EL ALIADO OLVIDADO CONTRA LA SARCOPENIA

Con el paso de los años, mantener la fuerza en piernas y brazos se vuelve esencial para conservar la independencia y la calidad de vida. Aunque el ejercicio sigue siendo fundamental, la alimentación juega un papel igual de importante, especialmente cuando se trata de prevenir la pérdida de masa muscular asociada a la edad. Este proceso, conocido como sarcopenia, no solo depende del movimiento, sino también de un adecuado consumo de proteínas de calidad.

En este contexto, el queso se presenta como un alimento valioso que muchas veces se evita por miedo a su contenido graso. Sin embargo, cuando se elige correctamente, puede convertirse en un aliado clave. Su riqueza en proteínas de alto valor biológico, junto con aminoácidos esenciales como la leucina, contribuye a estimular la formación de músculo. Además, aporta calcio, fósforo y vitamina B12, nutrientes que apoyan tanto la salud ósea como el buen funcionamiento del sistema nervioso.

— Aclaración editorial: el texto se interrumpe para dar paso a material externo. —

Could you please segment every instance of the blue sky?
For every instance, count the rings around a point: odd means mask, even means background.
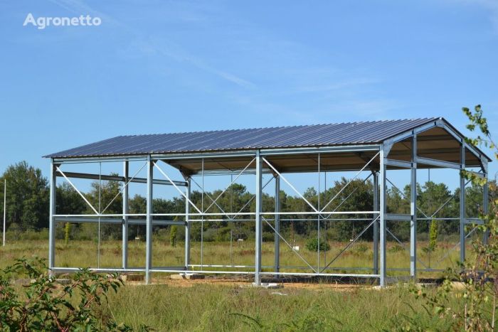
[[[433,116],[465,132],[478,103],[497,128],[496,0],[0,6],[0,171],[46,174],[42,155],[121,134]]]

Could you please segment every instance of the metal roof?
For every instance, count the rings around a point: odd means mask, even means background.
[[[45,158],[237,151],[376,144],[440,118],[118,136]]]

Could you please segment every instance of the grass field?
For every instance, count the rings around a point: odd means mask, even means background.
[[[332,247],[327,252],[320,255],[319,267],[323,268],[331,259],[334,259],[347,242],[332,242]],[[458,259],[459,250],[452,250],[455,243],[442,242],[438,244],[436,250],[428,252],[424,248],[427,247],[425,242],[418,243],[418,257],[419,269],[430,267],[433,269],[445,269],[453,266]],[[318,257],[316,252],[310,252],[304,248],[304,243],[297,242],[300,247],[299,254],[311,266],[315,269],[318,266]],[[388,242],[387,244],[388,269],[408,269],[409,267],[409,253],[407,250],[409,245],[400,245]],[[285,243],[281,243],[280,265],[290,267],[282,268],[284,272],[309,272],[311,269],[296,252],[292,252]],[[100,251],[100,256],[98,252]],[[203,264],[222,265],[254,265],[255,250],[253,241],[233,242],[231,249],[229,242],[204,242],[203,245]],[[19,240],[10,241],[5,248],[0,249],[1,257],[0,267],[12,262],[14,258],[32,257],[37,255],[46,257],[48,252],[48,241]],[[263,242],[262,260],[265,271],[272,271],[274,265],[273,242]],[[99,257],[97,259],[97,257]],[[327,272],[330,273],[359,273],[369,274],[373,266],[373,245],[371,242],[359,242],[350,246],[329,267]],[[192,242],[191,249],[191,264],[200,264],[201,245]],[[326,263],[327,262],[327,263]],[[58,240],[55,245],[55,264],[60,267],[120,267],[122,266],[122,242],[119,240],[102,241],[100,250],[95,241],[70,240],[65,245],[63,240]],[[129,241],[128,244],[128,266],[129,267],[143,267],[145,264],[145,243],[143,241]],[[172,247],[169,242],[154,240],[152,250],[153,267],[179,267],[184,265],[184,243],[179,242],[176,247]],[[194,267],[192,269],[200,269]],[[212,267],[204,269],[235,270],[230,267]],[[251,271],[252,268],[242,268],[240,270]],[[406,271],[388,270],[391,276],[407,275]],[[425,273],[423,277],[437,277],[440,273]]]
[[[229,243],[204,245],[204,264],[231,263]],[[297,245],[301,246],[304,243]],[[425,245],[419,243],[420,258],[423,261],[428,258],[421,249]],[[346,243],[334,244],[327,254],[327,259],[335,256],[345,245]],[[431,259],[434,260],[434,257],[446,255],[452,245],[441,244],[438,251],[431,253]],[[253,246],[250,241],[234,244],[231,263],[253,264]],[[131,241],[129,249],[129,266],[143,266],[144,243]],[[48,250],[46,240],[9,242],[0,249],[0,266],[11,264],[16,257],[46,257]],[[263,265],[272,265],[273,243],[265,242],[263,252]],[[300,252],[310,264],[316,264],[316,252],[306,250]],[[456,259],[458,255],[457,250],[450,252],[449,258],[445,259],[447,264],[451,264],[450,260]],[[95,242],[72,240],[66,245],[63,241],[58,241],[56,255],[57,265],[60,267],[97,266]],[[198,243],[193,244],[191,255],[192,264],[200,263]],[[100,255],[101,267],[120,267],[120,242],[103,241]],[[371,244],[359,242],[351,246],[334,265],[371,267],[372,257]],[[323,254],[321,259],[324,259]],[[396,243],[388,244],[388,267],[408,267],[408,253]],[[284,247],[282,247],[281,262],[285,265],[305,266],[295,253]],[[168,243],[155,241],[153,263],[154,266],[182,265],[182,243],[172,247]],[[297,269],[288,270],[297,271]],[[390,273],[398,275],[401,272]],[[167,277],[158,274],[154,275],[156,279]],[[201,284],[187,283],[187,287],[185,283],[181,286],[171,283],[149,286],[130,284],[117,294],[111,294],[108,304],[97,310],[103,318],[113,316],[117,321],[134,328],[144,323],[158,331],[392,330],[400,327],[403,314],[415,317],[422,326],[433,329],[447,330],[451,323],[428,314],[421,304],[415,301],[413,295],[401,286],[378,290],[371,287],[334,289],[330,285],[318,284],[313,287],[285,286],[283,289],[270,290],[250,287],[250,279],[245,285],[242,284],[218,285],[209,279]],[[456,299],[454,301],[457,305]]]

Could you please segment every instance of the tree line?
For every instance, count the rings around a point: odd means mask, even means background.
[[[6,220],[7,230],[25,232],[27,230],[41,230],[48,227],[49,188],[48,181],[44,177],[40,169],[28,165],[26,161],[21,161],[7,168],[3,175],[6,179],[8,192],[6,197]],[[336,198],[328,205],[327,211],[371,211],[374,208],[373,183],[370,180],[354,180],[345,187],[349,181],[346,178],[334,181],[333,185],[326,191],[320,193],[319,201],[323,207],[332,198]],[[85,196],[94,207],[99,207],[102,210],[107,208],[105,213],[122,213],[122,198],[117,195],[122,183],[117,181],[102,181],[100,186],[99,181],[93,181],[90,190]],[[496,186],[490,186],[496,188]],[[203,205],[204,208],[211,205],[206,213],[237,213],[254,212],[255,202],[253,194],[248,191],[247,188],[238,183],[234,183],[222,194],[222,190],[216,190],[205,193],[194,191],[191,200],[197,206]],[[387,191],[387,210],[391,213],[410,213],[410,186],[401,188],[401,191],[394,187]],[[417,205],[420,209],[418,216],[420,220],[418,223],[418,232],[428,235],[431,223],[437,223],[436,228],[439,234],[450,235],[457,234],[459,227],[458,220],[436,221],[435,218],[457,218],[460,215],[460,188],[450,190],[443,183],[437,183],[428,181],[417,185]],[[3,191],[0,193],[0,201],[3,200]],[[213,203],[213,199],[218,196],[216,203]],[[314,188],[309,188],[303,196],[314,206],[318,206],[319,196]],[[490,195],[493,197],[494,195]],[[347,198],[347,199],[346,199]],[[482,189],[477,186],[468,186],[466,191],[466,214],[467,216],[475,217],[482,209]],[[249,202],[248,203],[248,202]],[[440,210],[440,206],[447,202]],[[85,203],[79,194],[67,183],[63,183],[56,188],[55,210],[58,214],[92,214],[94,212]],[[263,210],[272,212],[275,209],[275,198],[267,193],[263,193],[262,197]],[[100,203],[100,204],[99,204]],[[307,211],[312,209],[304,200],[297,196],[280,192],[280,210],[282,212]],[[107,206],[108,205],[108,206]],[[185,200],[181,197],[171,199],[154,198],[153,200],[153,213],[184,213],[185,212]],[[140,195],[135,195],[129,200],[129,213],[145,213],[146,199]],[[191,213],[196,211],[191,208]],[[434,218],[423,220],[434,215]],[[263,221],[263,239],[272,240],[274,232],[268,225],[273,225],[273,216],[266,215],[267,223]],[[331,240],[348,240],[356,236],[367,225],[371,222],[371,215],[359,214],[333,215],[333,219],[364,219],[351,221],[351,220],[327,220],[327,215],[323,215],[319,221],[321,236]],[[219,220],[220,216],[206,216],[203,223],[194,222],[192,224],[192,240],[199,240],[201,228],[203,227],[203,238],[204,240],[227,240],[231,234],[235,238],[247,239],[253,237],[255,224],[253,222],[241,220],[251,218],[247,215],[240,215],[233,220],[227,218]],[[167,218],[172,220],[183,220],[184,217]],[[198,219],[198,217],[193,218]],[[166,219],[166,217],[160,219]],[[281,216],[281,232],[286,237],[294,239],[297,237],[316,236],[318,227],[317,216],[312,215],[285,215]],[[63,225],[60,225],[63,227]],[[144,226],[130,225],[130,237],[144,237]],[[388,227],[400,240],[406,240],[409,238],[409,223],[403,221],[389,221]],[[433,225],[434,227],[434,225]],[[95,225],[77,224],[65,230],[70,233],[67,236],[75,238],[91,238],[95,233]],[[182,238],[184,227],[179,228],[179,237]],[[169,232],[169,227],[154,226],[155,232]],[[121,237],[121,227],[119,225],[102,224],[100,227],[100,236],[103,239]],[[63,232],[63,230],[60,230]],[[59,233],[60,233],[59,232]],[[175,230],[176,232],[176,230]],[[59,234],[58,233],[58,234]],[[365,239],[372,238],[372,229],[365,232]]]

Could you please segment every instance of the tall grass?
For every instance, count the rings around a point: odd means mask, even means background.
[[[447,331],[451,325],[428,314],[401,287],[277,291],[208,284],[127,287],[112,295],[102,310],[118,321],[137,328],[145,323],[159,331],[392,330],[401,327],[403,314],[433,331]]]
[[[322,269],[331,259],[334,259],[349,242],[332,242],[332,248],[320,255],[319,268]],[[317,252],[304,249],[304,243],[297,242],[300,246],[299,254],[315,269],[318,269]],[[419,268],[424,265],[435,269],[445,269],[454,266],[458,259],[458,250],[451,250],[454,244],[439,243],[435,250],[426,252],[423,248],[428,245],[427,241],[418,242],[418,262]],[[388,269],[408,269],[410,257],[406,248],[408,244],[403,245],[388,242],[387,244]],[[290,247],[282,243],[280,245],[280,265],[291,267],[281,268],[284,272],[310,272],[311,269]],[[201,244],[191,243],[191,264],[200,264]],[[70,240],[66,245],[63,240],[55,243],[55,265],[60,267],[120,267],[122,266],[122,242],[120,240],[97,241]],[[255,261],[254,243],[252,241],[234,242],[231,250],[229,242],[204,242],[202,248],[204,264],[248,265],[253,266]],[[5,247],[0,247],[0,267],[12,262],[16,257],[39,256],[46,257],[48,252],[48,241],[45,240],[9,241]],[[100,255],[98,255],[100,252]],[[274,265],[273,242],[263,242],[262,247],[262,262],[264,271],[271,272]],[[359,242],[351,245],[341,255],[333,264],[330,264],[330,273],[372,273],[374,251],[371,242]],[[184,247],[179,242],[176,247],[170,245],[169,241],[154,239],[152,249],[153,267],[184,266]],[[130,240],[128,242],[128,266],[143,267],[145,265],[145,243],[144,241]],[[192,267],[198,270],[200,267]],[[205,270],[235,270],[230,267],[208,268]],[[252,271],[253,268],[237,269]],[[391,276],[407,275],[407,271],[388,270]],[[420,277],[440,277],[438,272],[421,273]]]

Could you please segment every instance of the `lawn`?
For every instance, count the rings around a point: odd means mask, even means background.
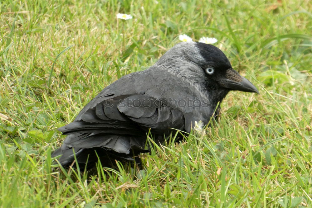
[[[309,0],[1,0],[0,206],[311,207],[311,8]],[[92,175],[53,164],[65,137],[57,129],[182,34],[216,38],[260,94],[230,92],[217,123],[155,148],[141,169],[99,165]]]

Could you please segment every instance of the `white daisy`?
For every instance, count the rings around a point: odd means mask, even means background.
[[[212,44],[216,43],[217,41],[218,40],[214,38],[207,38],[206,37],[203,37],[200,38],[198,42],[200,43],[204,43],[207,44]]]
[[[129,14],[121,14],[119,13],[116,15],[117,18],[118,19],[121,19],[122,20],[127,20],[132,18],[132,16]]]
[[[185,34],[179,35],[179,40],[183,42],[192,42],[193,40],[192,38],[188,36]]]

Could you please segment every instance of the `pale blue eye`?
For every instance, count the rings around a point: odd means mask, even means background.
[[[212,74],[214,72],[214,69],[213,68],[208,67],[206,69],[206,72],[208,74]]]

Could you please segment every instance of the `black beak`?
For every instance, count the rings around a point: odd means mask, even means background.
[[[219,83],[223,87],[233,90],[259,94],[259,91],[255,85],[232,69],[227,70],[225,78],[220,80]]]

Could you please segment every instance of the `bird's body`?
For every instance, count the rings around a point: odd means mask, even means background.
[[[217,47],[181,43],[153,66],[102,90],[73,122],[59,129],[68,135],[52,156],[62,155],[59,160],[65,166],[74,161],[74,152],[83,165],[98,156],[132,160],[147,152],[147,133],[161,142],[172,129],[189,132],[195,121],[207,124],[218,113],[218,103],[235,89],[258,92]]]

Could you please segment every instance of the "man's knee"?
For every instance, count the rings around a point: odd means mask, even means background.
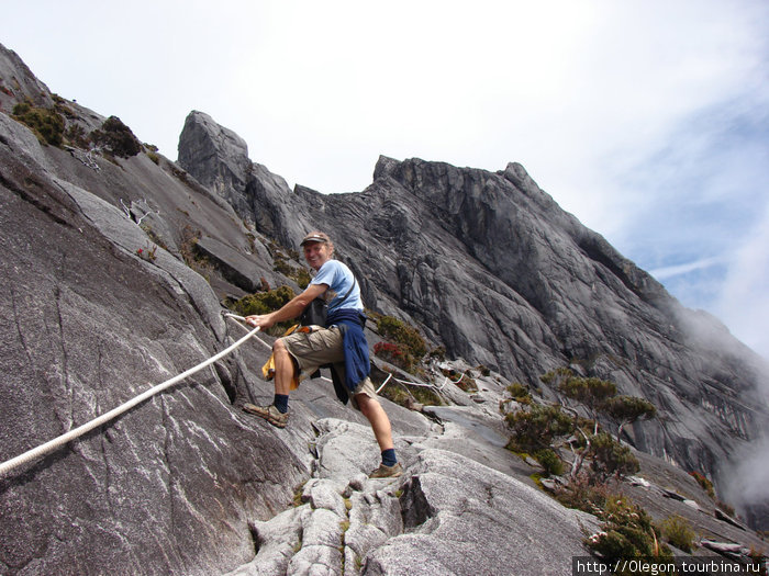
[[[274,343],[272,343],[272,352],[276,354],[285,354],[288,353],[288,348],[286,348],[286,342],[283,342],[282,338],[278,338]]]

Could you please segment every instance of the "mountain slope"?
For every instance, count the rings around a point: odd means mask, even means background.
[[[725,473],[769,429],[760,358],[561,211],[520,165],[489,172],[382,157],[366,190],[325,195],[247,168],[244,147],[231,158],[232,147],[216,148],[223,131],[190,114],[179,145],[190,173],[227,189],[248,206],[244,218],[286,246],[331,230],[367,306],[410,319],[449,355],[533,386],[564,365],[611,380],[662,415],[628,440],[684,470]],[[211,150],[242,167],[239,188],[216,180]]]
[[[370,430],[327,382],[313,380],[292,394],[286,430],[243,414],[243,403],[272,394],[260,374],[272,338],[259,335],[213,368],[0,477],[0,574],[285,574],[311,566],[356,575],[438,566],[455,574],[502,566],[570,574],[571,556],[587,553],[580,526],[592,530],[595,519],[534,489],[536,468],[503,448],[498,407],[509,380],[536,383],[542,371],[573,362],[577,350],[600,353],[576,369],[615,374],[626,389],[654,387],[668,403],[665,428],[637,426],[631,438],[637,445],[670,447],[666,455],[684,466],[711,459],[712,468],[735,445],[751,445],[764,413],[756,403],[757,416],[739,405],[753,402],[756,382],[746,376],[745,391],[731,382],[743,370],[740,357],[707,357],[705,343],[687,339],[678,320],[670,320],[677,329],[664,329],[665,294],[515,165],[491,173],[382,158],[367,190],[325,196],[289,190],[247,159],[232,131],[202,122],[200,113],[182,134],[190,142],[188,131],[197,133],[189,171],[148,145],[118,154],[94,132],[120,124],[51,94],[2,46],[0,72],[0,461],[239,338],[243,327],[222,318],[221,302],[265,284],[299,290],[276,264],[301,266],[291,249],[311,227],[332,233],[369,307],[411,318],[434,345],[500,371],[471,371],[479,384],[472,395],[445,383],[442,394],[458,406],[428,414],[383,399],[406,474],[377,484],[365,476],[379,459]],[[62,145],[46,144],[13,117],[25,100],[43,115],[62,116]],[[208,155],[199,165],[205,171],[196,168],[198,147]],[[495,262],[508,258],[497,230],[532,257],[516,274],[502,270],[514,259]],[[575,274],[592,279],[638,334],[610,327],[598,305],[586,305],[578,289],[587,280]],[[368,334],[371,343],[380,338]],[[638,346],[633,361],[609,355],[620,337]],[[664,385],[653,371],[668,357],[687,377],[671,372]],[[656,380],[645,384],[639,366]],[[702,414],[702,389],[713,396],[712,416]],[[555,397],[547,388],[543,395]],[[743,419],[733,426],[738,434],[722,422],[722,406]],[[700,433],[694,423],[721,430],[720,444],[709,445],[715,432]],[[681,454],[687,442],[691,456]],[[701,511],[690,513],[703,534],[759,545],[755,534],[715,518],[686,473],[647,458],[660,482],[700,501]],[[691,509],[647,493],[661,518]],[[479,533],[498,543],[494,554],[477,553]]]

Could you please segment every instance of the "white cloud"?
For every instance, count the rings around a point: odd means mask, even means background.
[[[715,314],[733,334],[769,360],[769,203],[728,267]]]
[[[706,268],[711,268],[713,266],[717,264],[723,264],[725,262],[724,257],[712,257],[712,258],[702,258],[700,260],[696,260],[694,262],[687,262],[683,264],[677,264],[677,266],[668,266],[664,268],[658,268],[656,270],[651,270],[649,274],[655,276],[657,280],[666,280],[668,278],[673,278],[680,274],[688,274],[690,272],[694,272],[696,270],[703,270]]]

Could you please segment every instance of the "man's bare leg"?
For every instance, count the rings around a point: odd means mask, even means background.
[[[355,400],[358,403],[360,413],[371,423],[371,429],[379,444],[379,450],[383,452],[384,450],[393,448],[390,419],[387,417],[387,413],[381,404],[366,394],[356,394]]]

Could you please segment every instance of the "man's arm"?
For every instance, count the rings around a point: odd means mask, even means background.
[[[291,298],[281,308],[265,315],[246,316],[246,321],[252,326],[269,328],[279,321],[290,320],[300,316],[304,308],[317,296],[325,294],[326,290],[328,290],[327,284],[310,284],[304,292]]]

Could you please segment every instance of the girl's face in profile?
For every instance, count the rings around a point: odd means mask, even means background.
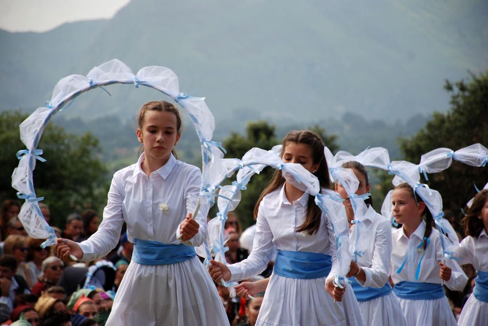
[[[149,110],[144,115],[142,130],[136,130],[146,157],[167,160],[180,140],[176,116],[171,112]]]
[[[292,142],[286,143],[283,150],[282,159],[285,163],[302,164],[310,172],[314,173],[319,168],[319,163],[314,164],[312,149],[306,144]]]
[[[364,195],[366,194],[368,191],[369,191],[369,186],[370,185],[366,185],[366,177],[364,175],[356,170],[355,169],[351,169],[352,172],[354,173],[354,175],[356,177],[358,178],[358,180],[359,181],[359,185],[358,186],[358,190],[356,191],[356,195]],[[346,200],[343,202],[346,208],[350,208],[352,209],[352,206],[351,205],[351,201],[349,199],[349,195],[347,194],[347,192],[346,191],[346,189],[342,186],[340,182],[337,182],[335,184],[334,186],[334,191],[339,193],[339,194],[341,195],[341,197],[343,199],[346,199]]]
[[[415,202],[412,191],[399,188],[393,191],[391,196],[393,213],[397,223],[415,224],[422,219],[425,204]]]

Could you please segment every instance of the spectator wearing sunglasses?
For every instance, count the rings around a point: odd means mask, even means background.
[[[64,265],[60,259],[48,257],[42,261],[42,273],[39,276],[39,281],[32,287],[32,294],[41,296],[43,291],[56,285],[62,275]]]
[[[10,320],[16,322],[21,319],[21,316],[23,316],[23,319],[29,323],[32,326],[38,326],[39,325],[39,315],[38,315],[33,306],[27,304],[18,305],[12,312],[10,315]]]
[[[17,217],[12,217],[7,223],[6,235],[5,237],[7,237],[8,236],[14,235],[18,235],[20,236],[27,235],[27,232],[25,232],[24,227],[22,226],[22,223],[20,222],[20,220]],[[6,239],[6,238],[5,239]],[[4,253],[3,247],[4,245],[5,241],[0,243],[0,248],[1,248],[1,253],[2,255]]]
[[[233,228],[235,229],[239,236],[243,233],[243,228],[241,226],[241,222],[239,219],[233,212],[229,212],[227,213],[227,220],[225,221],[225,229],[227,228]]]
[[[9,220],[19,215],[20,211],[20,205],[17,201],[7,199],[3,202],[0,212],[0,230],[1,231],[2,239],[5,239],[8,235],[7,226]]]
[[[27,238],[27,258],[25,265],[30,271],[31,280],[27,281],[33,286],[37,282],[42,273],[42,261],[49,256],[49,249],[41,247],[43,242],[43,239]]]
[[[33,279],[32,272],[25,264],[27,257],[27,238],[19,235],[12,235],[5,239],[3,251],[6,255],[12,255],[17,261],[17,270],[15,274],[20,275],[27,282],[30,288],[34,285],[31,283]]]
[[[2,307],[8,307],[10,312],[14,309],[14,301],[18,296],[30,293],[24,278],[15,275],[17,266],[17,260],[13,256],[4,255],[0,257],[0,304]]]

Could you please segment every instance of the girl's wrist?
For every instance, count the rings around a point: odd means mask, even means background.
[[[356,277],[356,276],[357,276],[358,275],[359,275],[359,273],[361,272],[361,271],[362,271],[362,270],[363,270],[363,269],[362,269],[362,268],[361,268],[361,267],[359,267],[358,268],[358,271],[357,271],[357,272],[356,272],[356,274],[355,274],[354,275],[354,277]]]

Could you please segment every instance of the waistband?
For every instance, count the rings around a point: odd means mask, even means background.
[[[309,280],[327,276],[331,268],[332,257],[328,255],[278,250],[273,272],[283,277]]]
[[[409,300],[433,300],[446,296],[440,284],[403,281],[395,284],[396,296]]]
[[[390,285],[390,283],[386,282],[386,283],[383,287],[371,287],[367,286],[365,287],[359,284],[356,280],[356,278],[351,277],[349,279],[351,281],[351,286],[354,291],[354,295],[356,299],[360,302],[369,301],[373,299],[380,298],[383,296],[389,294],[392,289]]]
[[[196,256],[194,247],[136,239],[132,260],[141,265],[168,265],[181,262]]]
[[[488,272],[476,271],[473,295],[480,301],[488,302]]]

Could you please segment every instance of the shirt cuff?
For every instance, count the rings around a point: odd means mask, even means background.
[[[229,281],[241,281],[242,280],[243,273],[241,269],[237,266],[227,265],[229,270],[230,271],[230,279]]]

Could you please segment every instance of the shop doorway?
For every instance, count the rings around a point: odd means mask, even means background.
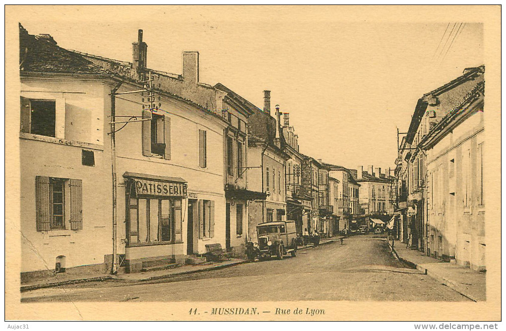
[[[230,250],[230,204],[225,207],[225,243],[227,251]]]
[[[191,255],[198,253],[198,228],[197,220],[197,200],[188,200],[188,231],[187,231],[186,254]]]

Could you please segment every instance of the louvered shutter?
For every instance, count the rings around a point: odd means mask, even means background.
[[[142,111],[142,119],[151,118],[151,113],[149,110]],[[151,121],[142,121],[142,155],[151,156]]]
[[[183,241],[183,231],[181,218],[181,201],[174,201],[174,240],[176,243]]]
[[[30,109],[30,99],[21,97],[21,123],[20,130],[22,132],[30,132],[30,118],[31,112]]]
[[[82,229],[82,181],[70,179],[70,229]]]
[[[164,116],[164,130],[165,130],[165,155],[164,158],[166,160],[171,159],[171,118],[165,115]]]
[[[203,233],[202,230],[202,220],[204,219],[204,203],[202,200],[198,201],[198,238],[202,239]]]
[[[37,231],[48,231],[51,222],[49,177],[36,177],[35,187]]]
[[[215,202],[210,201],[210,210],[209,213],[209,238],[215,237]]]
[[[202,168],[205,167],[204,156],[204,131],[198,130],[198,166]]]

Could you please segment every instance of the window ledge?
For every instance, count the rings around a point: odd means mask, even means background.
[[[50,143],[52,144],[57,144],[61,145],[67,145],[67,146],[74,146],[82,148],[88,148],[91,150],[97,150],[103,151],[104,147],[102,145],[99,145],[90,143],[83,143],[82,141],[75,141],[73,140],[67,140],[60,138],[55,138],[54,137],[48,137],[45,135],[38,134],[33,134],[26,132],[19,132],[19,137],[21,139],[27,140],[34,140],[38,141],[43,141],[44,143]]]

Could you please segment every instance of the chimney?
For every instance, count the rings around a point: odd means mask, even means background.
[[[198,82],[198,52],[183,52],[183,79],[189,83]]]
[[[35,39],[37,40],[44,39],[48,42],[52,43],[54,45],[56,45],[57,43],[55,39],[53,38],[53,37],[51,36],[51,35],[49,33],[40,33],[38,35],[35,36]]]
[[[276,113],[274,114],[275,116],[274,118],[276,119],[276,137],[274,139],[274,143],[276,146],[279,148],[281,148],[281,132],[280,130],[281,129],[281,113],[279,112],[279,105],[276,105]]]
[[[142,30],[139,30],[137,42],[132,43],[132,64],[138,73],[146,68],[147,60],[148,45],[142,41]]]
[[[289,114],[289,113],[283,113],[283,126],[290,126],[290,119],[288,117]]]
[[[264,112],[271,115],[271,91],[264,91]]]

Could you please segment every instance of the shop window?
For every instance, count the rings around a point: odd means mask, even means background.
[[[35,194],[37,231],[65,229],[68,225],[71,230],[82,228],[80,179],[37,176]]]
[[[273,212],[272,209],[267,209],[267,222],[272,222],[274,220],[273,219]]]
[[[21,132],[56,136],[56,101],[21,98]]]
[[[146,156],[162,156],[171,159],[171,118],[166,115],[142,112],[142,154]]]
[[[479,144],[476,151],[476,178],[478,179],[478,202],[479,205],[484,205],[483,198],[483,144]]]
[[[198,238],[213,238],[215,237],[215,202],[198,201]]]
[[[131,198],[130,200],[131,244],[182,242],[180,199]]]
[[[240,235],[242,234],[242,205],[236,205],[235,211],[235,233]]]
[[[207,132],[198,130],[198,166],[201,168],[207,166]]]
[[[234,143],[230,137],[227,137],[227,172],[234,175]]]

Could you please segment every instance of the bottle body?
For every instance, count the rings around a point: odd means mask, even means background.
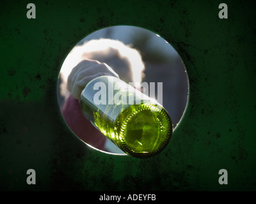
[[[84,115],[124,152],[148,157],[161,152],[172,135],[167,111],[120,79],[97,77],[81,96]]]

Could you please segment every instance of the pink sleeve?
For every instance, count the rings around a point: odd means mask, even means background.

La clave está en seleccionar el tipo de queso adecuado y consumirlo de forma equilibrada. Los quesos frescos suelen ser más ligeros y aptos para el consumo diario, mientras que los curados pueden utilizarse estratégicamente por su mayor concentración de nutrientes. A continuación, se presentan dos recetas sencillas que ayudan a incorporar el queso de manera saludable.

1. Bowl nutritivo con queso fresco y frutas
Objetivo: aportar proteínas y energía de forma equilibrada.
Ingredientes:

  • 100 gramos de requesón o ricotta
  • 1/2 taza de frutas frescas (como fresas, arándanos o plátano)
  • 1 cucharada de frutos secos picados
  • Una pizca de canela

Preparación: coloca el queso en un recipiente, añade la fruta troceada y los frutos secos. Espolvorea con canela al gusto.
Uso: consumir en el desayuno o como merienda, especialmente después de realizar actividad física suave para favorecer la recuperación muscular.

2. Tostada integral con queso y aguacate
Objetivo: fortalecer la musculatura con grasas saludables y proteínas.
Ingredientes:

  • 1 rebanada de pan integral
  • 40 gramos de queso semicurado
  • 1/4 de aguacate
  • Un chorrito de aceite de oliva

Preparación: tuesta el pan, coloca el aguacate machacado y añade el queso en láminas. Finaliza con un poco de aceite de oliva.
Uso: ideal como cena ligera o almuerzo, aportando nutrientes que ayudan al mantenimiento muscular.

Recomendaciones generales:
Es importante acompañar estas recetas con actividad física regular, aunque sea moderada, y mantener una hidratación adecuada. Además, se debe controlar la cantidad de sal en personas con hipertensión. Consumido con equilibrio, el queso puede ser un gran apoyo para conservar la fuerza y la vitalidad a lo largo del tiempo.